Like Deerhunter, Atlas Sound’s discography only got better as he focused more on the songwriting and less on the sounds; for Deerhunter, that started on 2008’s Microcastle and continued through to 2013’s Monomania (2015’s Fading Frontier, which was even more song-oriented, doesn’t count because it wasn’t very good) and for Atlas Sound, that started on 2009’s Logos and culminated in 2011’s Parallax. On his debut as Atlas Sound, Bradford Cox does the early M83 thing of grabbing as many genres as he can and blending them together into something inoffensive but offensively low on ideas; the critical acclaim would have you believe you were listening to fucking The Piper at the Gates of Dawn of the new decade or something. Highlights include the friendly percussion juxtaposed against the rest of the song of “Quarantined”, the Radiohead-twitch of “Scraping Past” directed through a climax like “Nothing Ever Happened” (to some extent, anyway); the rhythmic bass line against the soft noise of “Bite Marks”; the way the layered voices add urgency in the basic lyrics of the waltz-time “Recent Bedroom” and the innocence of the child tripping over his words of “A Ghost Story” puts a smile on my face, “He – um – he died and then he – no, wait – he was alive and then he died” (especially because the emphasized bit about how he was alivebefore he died); the nudging drumrolls of “Activan”. Here’s Slant’s Wilson McBee on the album as a whole:
Let the Blind presents an intriguing mixture of sounds, but rarely does Cox whip them into anything very exciting. Many of the elements from Cryptograms (and few from the band’s neglected, more garage-oriented, eponymous debut album) appear on Let the Blind, but the ratios have been adjusted and the overall energy level tempered. Cox’s vocals are lower in the mix, dreamier, and more likely to drift out of focus. The swells of static and synthetic twinkles, so jarring on Deerhunter’s records, take on a larger presence but fail to grate or engage, respectively.

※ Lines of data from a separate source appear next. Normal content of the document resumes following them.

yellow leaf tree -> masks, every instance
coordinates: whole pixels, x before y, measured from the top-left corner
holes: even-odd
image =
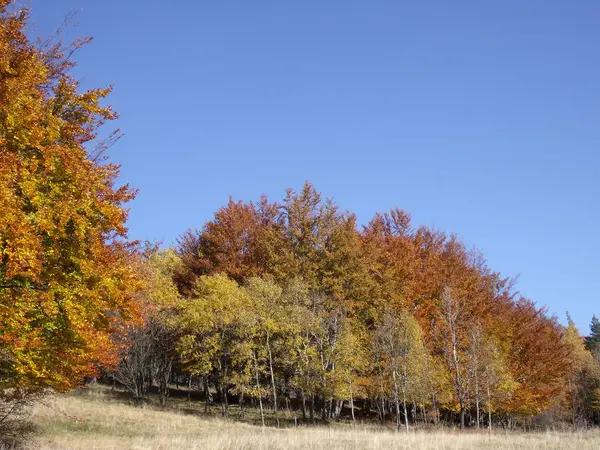
[[[72,388],[115,362],[138,281],[116,165],[100,153],[110,89],[80,92],[70,50],[35,46],[0,0],[0,395]],[[14,392],[14,389],[9,389]]]

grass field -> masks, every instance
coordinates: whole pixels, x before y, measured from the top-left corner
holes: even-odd
[[[261,428],[136,407],[101,392],[54,396],[33,408],[31,449],[598,449],[600,432],[396,434],[349,425]]]

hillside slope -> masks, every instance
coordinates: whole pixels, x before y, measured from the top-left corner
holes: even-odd
[[[600,433],[488,435],[458,431],[406,436],[369,427],[265,428],[135,407],[90,391],[37,404],[31,449],[597,449]]]

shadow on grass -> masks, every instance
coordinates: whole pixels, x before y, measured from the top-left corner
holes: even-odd
[[[188,390],[187,387],[173,386],[170,389],[170,396],[167,405],[160,405],[158,392],[152,389],[150,394],[144,399],[136,399],[135,396],[118,384],[110,385],[96,382],[88,385],[86,388],[76,389],[74,395],[77,396],[102,396],[112,401],[124,403],[130,406],[151,407],[156,410],[177,412],[188,416],[197,416],[204,419],[228,419],[234,422],[245,423],[249,425],[262,425],[260,409],[253,404],[238,404],[237,399],[231,398],[228,406],[227,415],[222,413],[220,403],[211,402],[206,411],[206,402],[204,395],[196,390]],[[297,410],[280,409],[277,413],[272,408],[264,408],[265,426],[270,428],[293,428],[301,426],[323,427],[331,423],[315,418],[314,421],[303,420],[302,414]],[[345,419],[335,423],[345,423],[351,425],[353,422]],[[372,422],[365,422],[372,424]]]

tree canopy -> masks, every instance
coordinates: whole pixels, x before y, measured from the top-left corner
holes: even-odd
[[[137,316],[119,168],[100,155],[110,88],[79,92],[70,47],[34,45],[0,1],[0,389],[68,389]],[[116,135],[111,133],[108,139]]]

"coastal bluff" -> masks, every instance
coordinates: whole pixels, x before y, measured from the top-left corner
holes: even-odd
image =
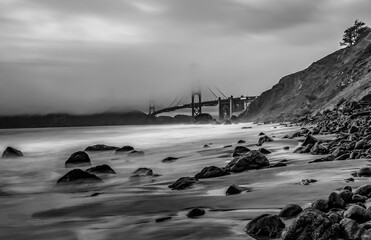
[[[341,99],[358,101],[371,91],[371,29],[342,48],[283,77],[240,115],[248,121],[285,121],[333,108]]]

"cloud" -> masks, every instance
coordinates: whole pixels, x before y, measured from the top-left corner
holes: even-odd
[[[370,24],[370,7],[367,0],[1,1],[0,114],[146,109],[151,95],[163,105],[188,100],[195,79],[227,95],[259,94],[338,49],[354,19]]]

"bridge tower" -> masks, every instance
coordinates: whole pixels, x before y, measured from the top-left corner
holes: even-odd
[[[195,102],[195,98],[198,98],[198,103]],[[201,90],[198,89],[196,91],[192,91],[192,117],[198,116],[200,113],[202,113],[201,109]]]
[[[156,111],[155,101],[151,99],[151,100],[149,100],[149,111],[148,111],[148,115],[152,115],[155,111]]]

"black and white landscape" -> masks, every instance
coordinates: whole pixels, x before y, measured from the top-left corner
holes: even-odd
[[[371,2],[0,2],[0,239],[371,239]]]

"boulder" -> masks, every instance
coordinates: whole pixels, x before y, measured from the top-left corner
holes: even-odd
[[[66,161],[65,167],[74,166],[91,166],[89,155],[83,151],[73,153]]]
[[[268,236],[277,238],[281,236],[285,224],[277,215],[263,214],[246,225],[246,233],[252,236]]]
[[[287,229],[283,240],[325,240],[337,239],[339,225],[333,223],[325,213],[307,208]]]
[[[289,204],[286,207],[282,208],[278,214],[281,218],[293,218],[299,215],[303,209],[297,204]]]
[[[227,174],[229,173],[226,172],[224,169],[221,169],[215,166],[210,166],[210,167],[203,168],[201,172],[195,175],[195,178],[213,178],[213,177],[221,177]]]
[[[13,147],[7,147],[4,150],[3,155],[1,156],[1,158],[17,158],[17,157],[23,157],[23,153]]]
[[[350,218],[343,218],[340,221],[340,237],[349,240],[361,240],[365,229],[356,221]]]
[[[359,194],[362,196],[367,196],[369,193],[371,193],[371,185],[365,184],[360,187],[358,187],[356,190],[353,192],[354,194]]]
[[[265,143],[265,142],[272,142],[272,141],[273,141],[272,138],[270,138],[270,137],[264,135],[264,136],[262,136],[262,137],[259,138],[259,140],[258,140],[258,144],[257,144],[257,145],[258,145],[258,146],[261,146],[261,145],[263,145],[263,143]]]
[[[132,174],[132,177],[153,176],[153,171],[150,168],[138,168]]]
[[[234,148],[233,155],[238,156],[238,155],[242,155],[244,153],[248,153],[250,151],[251,150],[248,149],[247,147],[237,146],[237,147]]]
[[[328,197],[328,207],[331,208],[344,208],[345,201],[340,197],[337,192],[332,192]]]
[[[357,172],[358,177],[371,177],[371,168],[363,167]]]
[[[269,151],[268,149],[265,149],[265,148],[259,148],[258,151],[261,152],[261,153],[263,153],[263,154],[270,154],[270,153],[272,153],[271,151]]]
[[[252,150],[243,157],[233,159],[225,168],[231,172],[243,172],[264,167],[269,167],[267,157],[257,150]]]
[[[94,174],[85,172],[81,169],[73,169],[66,175],[58,179],[57,184],[79,184],[79,183],[91,183],[102,181],[99,177]]]
[[[225,195],[227,195],[227,196],[228,195],[236,195],[236,194],[240,194],[242,191],[243,191],[242,188],[233,184],[232,186],[229,186],[229,188],[225,192]]]
[[[244,140],[238,140],[238,142],[237,143],[245,143],[245,141]]]
[[[315,144],[318,142],[318,140],[313,137],[311,134],[308,134],[308,136],[305,138],[304,142],[301,144],[302,146],[307,146],[308,144]]]
[[[350,206],[344,212],[344,217],[353,219],[357,223],[364,223],[364,222],[367,222],[367,221],[371,220],[370,213],[367,212],[366,209],[364,209],[363,207],[358,206],[358,205]]]
[[[89,147],[85,148],[85,151],[87,151],[87,152],[98,152],[98,151],[113,151],[113,150],[116,150],[116,149],[118,149],[118,147],[107,146],[107,145],[104,145],[104,144],[96,144],[96,145],[89,146]]]
[[[349,128],[349,134],[352,134],[352,133],[356,133],[359,131],[359,128],[355,125],[352,125],[350,128]]]
[[[89,173],[116,174],[116,172],[107,164],[91,167],[91,168],[86,169],[86,171]]]
[[[130,151],[133,151],[133,150],[134,150],[134,148],[132,146],[123,146],[122,148],[117,149],[115,153],[130,152]]]
[[[176,160],[178,160],[178,158],[176,158],[176,157],[167,157],[167,158],[164,158],[164,159],[162,160],[162,162],[163,162],[163,163],[171,163],[171,162],[174,162],[174,161],[176,161]]]
[[[312,203],[312,208],[317,209],[321,212],[327,212],[328,210],[328,201],[324,199],[317,199]]]
[[[203,210],[202,208],[193,208],[187,213],[187,217],[189,218],[198,218],[203,215],[205,215],[205,210]]]
[[[174,183],[169,185],[169,188],[172,190],[183,190],[183,189],[191,187],[196,182],[198,182],[197,178],[181,177],[178,180],[176,180]]]
[[[352,202],[353,193],[347,189],[343,189],[339,192],[339,196],[344,200],[345,203]]]

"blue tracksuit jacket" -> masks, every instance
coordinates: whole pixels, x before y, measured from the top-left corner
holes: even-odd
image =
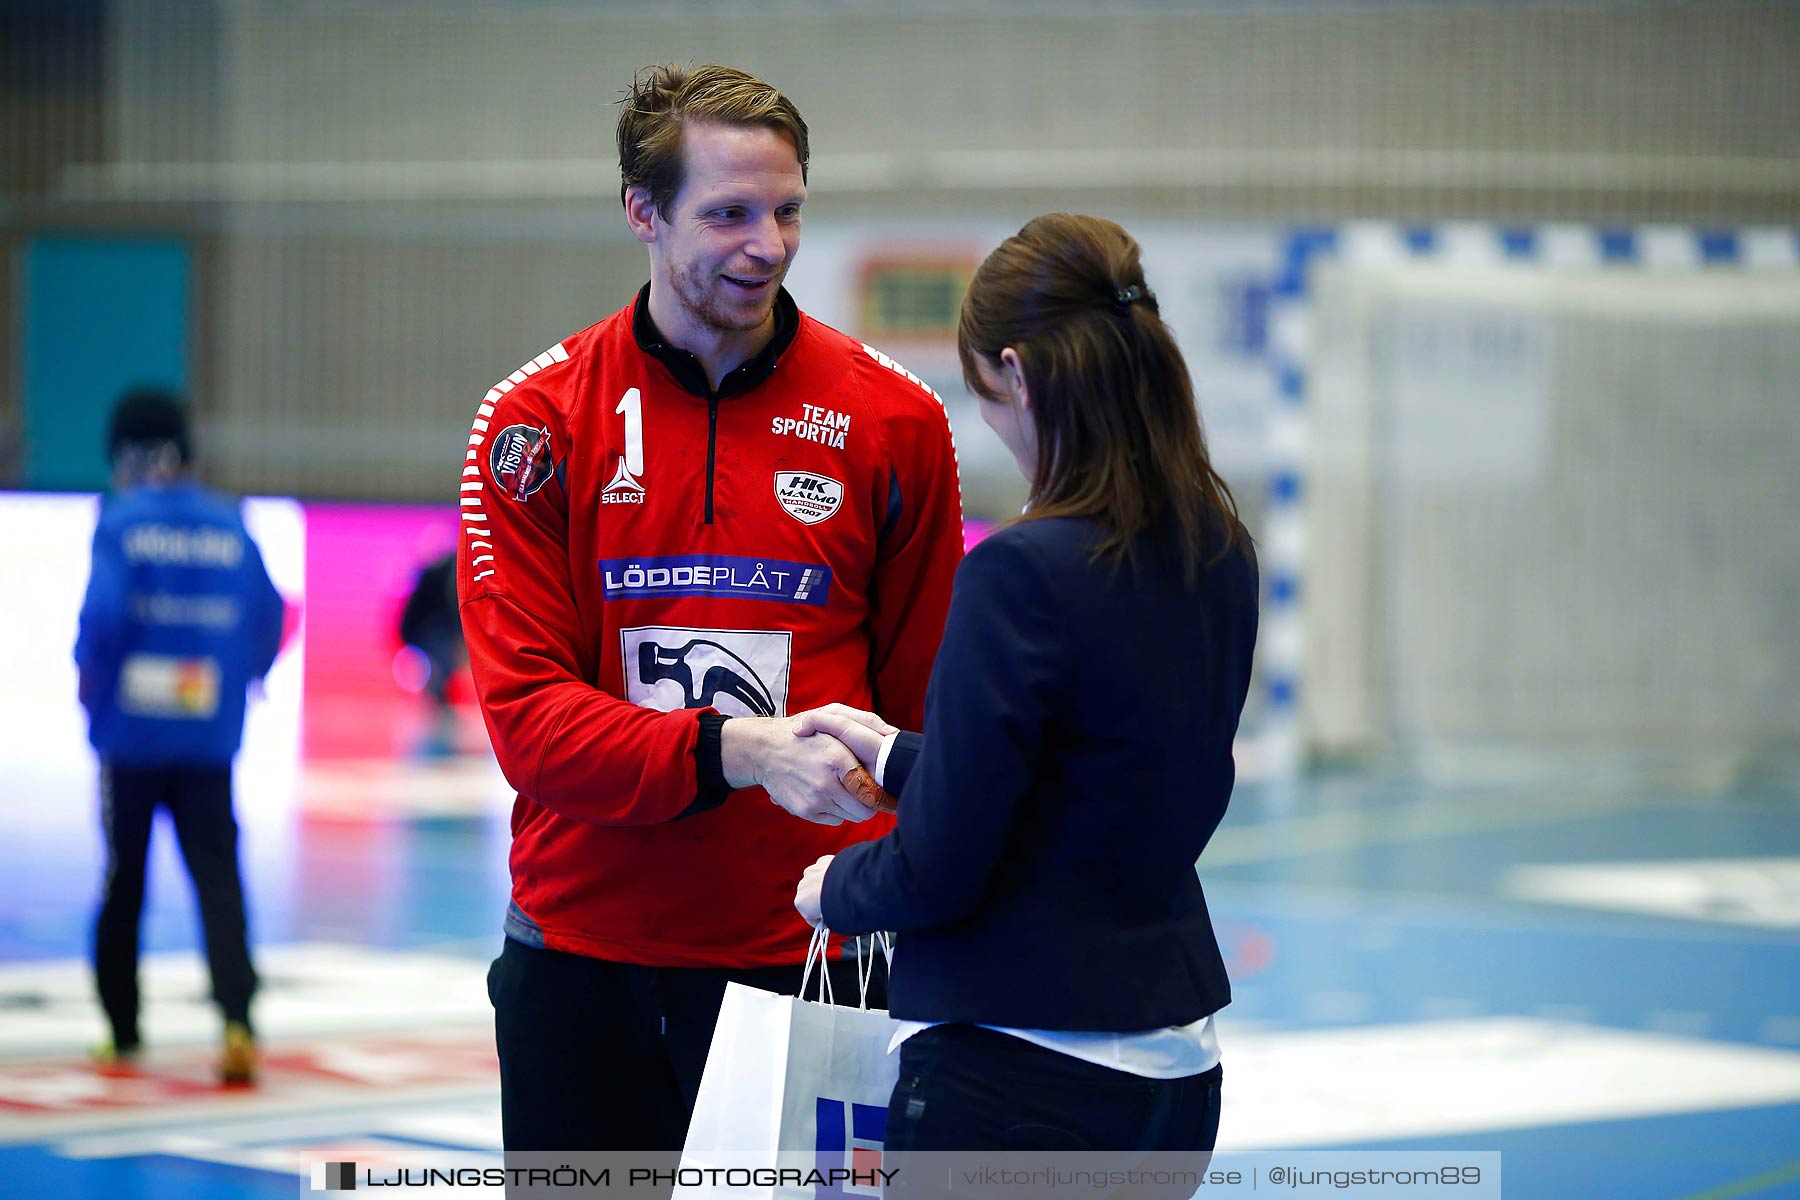
[[[100,757],[229,764],[244,689],[274,662],[282,614],[235,501],[186,480],[109,499],[75,643]]]

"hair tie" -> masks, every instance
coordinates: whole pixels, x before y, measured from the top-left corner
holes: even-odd
[[[1126,309],[1130,308],[1134,303],[1136,303],[1139,300],[1142,300],[1143,298],[1144,298],[1143,287],[1139,284],[1134,283],[1134,284],[1131,284],[1129,287],[1122,287],[1118,291],[1114,292],[1113,293],[1113,304],[1118,307],[1118,310],[1120,312],[1124,312]]]

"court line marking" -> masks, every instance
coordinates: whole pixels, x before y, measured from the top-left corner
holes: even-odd
[[[1214,915],[1251,923],[1270,919],[1341,921],[1347,912],[1353,912],[1361,918],[1375,917],[1395,924],[1433,929],[1475,924],[1495,931],[1543,932],[1562,937],[1708,945],[1726,942],[1778,950],[1795,947],[1790,932],[1750,925],[1573,908],[1491,892],[1400,891],[1345,884],[1219,879],[1207,874],[1208,865],[1201,862],[1200,881],[1206,885],[1207,902],[1213,906]],[[1380,911],[1372,911],[1376,909]],[[1796,1020],[1800,1021],[1800,1018]],[[1800,1041],[1800,1024],[1794,1028],[1792,1040]]]
[[[1800,1159],[1795,1159],[1785,1167],[1776,1167],[1773,1171],[1753,1175],[1749,1179],[1740,1179],[1735,1183],[1722,1184],[1704,1192],[1683,1196],[1680,1200],[1733,1200],[1734,1197],[1755,1195],[1778,1183],[1791,1183],[1796,1179],[1800,1179]]]
[[[1662,807],[1612,796],[1525,801],[1529,807],[1520,807],[1520,799],[1516,793],[1494,792],[1481,796],[1445,797],[1423,804],[1373,811],[1357,808],[1310,813],[1303,817],[1221,829],[1207,843],[1200,856],[1200,866],[1204,869],[1274,862],[1309,854],[1430,841],[1497,829],[1560,825],[1588,817]]]

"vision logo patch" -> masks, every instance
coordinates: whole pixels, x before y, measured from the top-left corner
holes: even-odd
[[[514,500],[529,499],[550,478],[550,430],[508,425],[488,448],[488,471]]]
[[[817,525],[843,507],[844,485],[811,471],[777,471],[775,499],[802,525]]]

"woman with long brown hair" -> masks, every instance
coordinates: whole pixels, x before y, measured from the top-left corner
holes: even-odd
[[[1031,221],[957,340],[1030,503],[957,573],[922,738],[814,722],[899,821],[795,903],[902,935],[889,1149],[1210,1149],[1230,986],[1194,864],[1235,777],[1250,538],[1118,225]]]

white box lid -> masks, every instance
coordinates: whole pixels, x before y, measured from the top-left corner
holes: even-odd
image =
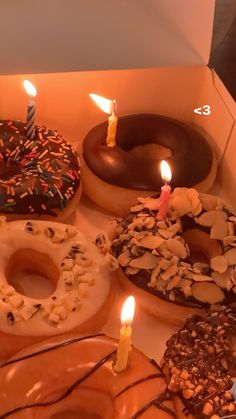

Cox has said that Let the Blind Lead is meant to be a “therapeutic” album—both to him and his audience. The psychiatric exercise of creating the album may have done him some good, but fans of Deerhunter’s transcendent rock will have to wait for the band’s next album if they want the kind of catharsis that is only hinted at here.
Yup – and they only had to wait 8 months!